Health Professional Training:
There are several medical training schools for various medical cadres. The aim of the government is to train adequate, – qualified and motivated medical personnel at all levels of the health care system.

Reproductive Health:
The National Family Planning Programme is the sum total of all Family Planning activities provided by various agencies – and coordinated by the Reproductive and Child Health Unit of the Ministry of Health.

The Government formally started providing Family Planning Services as one of the MCH components in the mid seventies. The Family Planning Unit (FPU) was operational in 1986, and has been gradually strengthened to its present capacity.

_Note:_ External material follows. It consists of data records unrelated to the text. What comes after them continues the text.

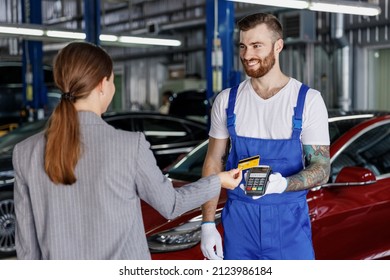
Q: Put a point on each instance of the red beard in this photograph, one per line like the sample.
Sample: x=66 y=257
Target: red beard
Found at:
x=265 y=65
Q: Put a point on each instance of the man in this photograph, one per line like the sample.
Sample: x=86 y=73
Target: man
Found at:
x=286 y=124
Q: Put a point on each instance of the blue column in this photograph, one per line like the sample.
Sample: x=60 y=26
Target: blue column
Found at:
x=221 y=11
x=92 y=20
x=34 y=89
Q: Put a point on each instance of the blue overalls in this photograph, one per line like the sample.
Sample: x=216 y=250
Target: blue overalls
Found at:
x=276 y=226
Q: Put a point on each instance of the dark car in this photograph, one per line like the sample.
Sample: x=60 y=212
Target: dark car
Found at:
x=191 y=104
x=349 y=214
x=169 y=137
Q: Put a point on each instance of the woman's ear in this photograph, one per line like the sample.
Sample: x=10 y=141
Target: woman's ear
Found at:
x=100 y=87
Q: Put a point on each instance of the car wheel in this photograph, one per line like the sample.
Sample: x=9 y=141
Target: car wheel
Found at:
x=7 y=225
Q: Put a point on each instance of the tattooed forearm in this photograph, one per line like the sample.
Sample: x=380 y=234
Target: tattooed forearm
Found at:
x=316 y=172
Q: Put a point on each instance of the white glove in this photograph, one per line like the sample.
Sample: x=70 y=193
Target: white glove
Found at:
x=276 y=184
x=211 y=238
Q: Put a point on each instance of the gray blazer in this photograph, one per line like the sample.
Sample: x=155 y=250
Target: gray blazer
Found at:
x=98 y=217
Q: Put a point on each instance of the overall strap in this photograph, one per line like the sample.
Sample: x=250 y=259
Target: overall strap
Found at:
x=231 y=117
x=298 y=111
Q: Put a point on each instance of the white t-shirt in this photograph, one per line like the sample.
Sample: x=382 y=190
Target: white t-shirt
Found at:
x=272 y=118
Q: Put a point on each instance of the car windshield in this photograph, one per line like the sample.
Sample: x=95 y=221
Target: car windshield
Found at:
x=190 y=167
x=9 y=140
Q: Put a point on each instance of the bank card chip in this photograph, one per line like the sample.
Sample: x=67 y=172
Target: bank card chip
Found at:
x=250 y=162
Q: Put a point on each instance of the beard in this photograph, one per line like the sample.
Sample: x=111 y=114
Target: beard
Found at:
x=265 y=65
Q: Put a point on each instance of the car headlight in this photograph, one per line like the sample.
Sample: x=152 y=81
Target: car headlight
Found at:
x=7 y=177
x=177 y=238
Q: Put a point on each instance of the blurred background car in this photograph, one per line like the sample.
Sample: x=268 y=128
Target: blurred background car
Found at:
x=12 y=109
x=349 y=214
x=169 y=137
x=191 y=103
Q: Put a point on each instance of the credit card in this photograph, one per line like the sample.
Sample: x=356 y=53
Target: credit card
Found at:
x=250 y=162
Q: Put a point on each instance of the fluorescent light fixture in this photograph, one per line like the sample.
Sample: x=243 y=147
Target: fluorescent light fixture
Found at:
x=346 y=7
x=66 y=34
x=40 y=33
x=293 y=4
x=21 y=31
x=342 y=7
x=149 y=41
x=108 y=38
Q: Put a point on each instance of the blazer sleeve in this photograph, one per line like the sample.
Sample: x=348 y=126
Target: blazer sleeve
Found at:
x=26 y=243
x=156 y=189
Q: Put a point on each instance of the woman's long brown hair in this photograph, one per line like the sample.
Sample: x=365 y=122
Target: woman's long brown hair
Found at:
x=78 y=69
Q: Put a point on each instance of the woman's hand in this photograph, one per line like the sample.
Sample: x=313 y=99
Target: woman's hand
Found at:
x=230 y=179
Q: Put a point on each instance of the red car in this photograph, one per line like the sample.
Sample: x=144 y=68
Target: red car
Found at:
x=349 y=215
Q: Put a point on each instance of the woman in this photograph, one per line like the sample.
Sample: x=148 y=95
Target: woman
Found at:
x=78 y=194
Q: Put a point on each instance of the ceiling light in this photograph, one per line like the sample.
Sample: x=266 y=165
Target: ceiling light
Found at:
x=38 y=32
x=346 y=7
x=293 y=4
x=21 y=31
x=108 y=38
x=66 y=34
x=342 y=7
x=149 y=41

This FPU is responsible for initiating and developing Family Planning standards and guideline on service provision, training and other aspects of quality care.

Health Sector Reforms

The Ministry of Health appraised the health sector performance with the intention of raising strategies to improve quality of health services and increase equity in health accessibility and utilization.  This appraisal came up in the report named “Proposals for Health Reforms, Ministry of Health, 1994 (HSR)”.  The reforms are in the following dimensions: managerial reforms or decentralization of health services; financial reforms, such as enhancement of user-charges in government hospitals, introduction of health insurance and community health funds and public/private mix reforms such as encouragement of private sector to complement public health services. They also include organisational reforms such as integration of vertical health programmes into the general health services; health research reforms such as establishment of a health research users fund and propagation of demand oriented researches in the health sector.

The Health Sector Reforms Programme has the following objectives:

  • Improve access, quality and efficiency of primary health (district level) services.
  • Strengthen and reorient secondary and tertiary service delivery in support of primary health care.
  • Improve capacity for policy development and analysis, development of guidelines for national implementation, performance monitoring and evaluation, and legislation and regulation of service delivery and health professionals.
  • Implement a human resource development programme to ensure adequate supply of qualified health staff for management of  Primary, secondary and tertiary services.
  •  Strengthen the national support systems for personnel management, drugs and supplies, medical equipment and physical infrastructure management, transport management and communication.
  •  Increase the financial sources and improve financial management.
  • Promote private sector involvement in the delivery of health services.
  •  Within the sector-wide approach, develop and implement a system for donor involvement, co-ordination, monitoring and evaluation.

Their inter-linked strategies are:

  • The provision of accessible, quality, well-supported cost-effective district health services with clear priorities and essential clinical and public health packages which are organised at the decentralized level.
  • Provision of back-up secondary and tertiary level referral hospital services  to support primary health care.
  • Redefinition of the role of the central Ministry of Health as facilitator of health services, providing policy leadership and a normative and standard-setting role.
  • Addressing of the challenges of human resource development to ensure well-trained and motivated staff deployed at the appropriate health service level.
  • Ensuring of the required central support systems such as personnel, accounting and auditing, supplies, equipment, physical infrastructure, transportation and communication.
  • Ensuring a sustainable health care financing which involves both public and private funds as well as donor resources, and exploring a broader mix of options such as health insurance, community-cost-sharing as well as user fees.
  • Addressing the appropriate mix of public and private health care services.
  • Restructuring the relationship between Ministry of Health and the donors.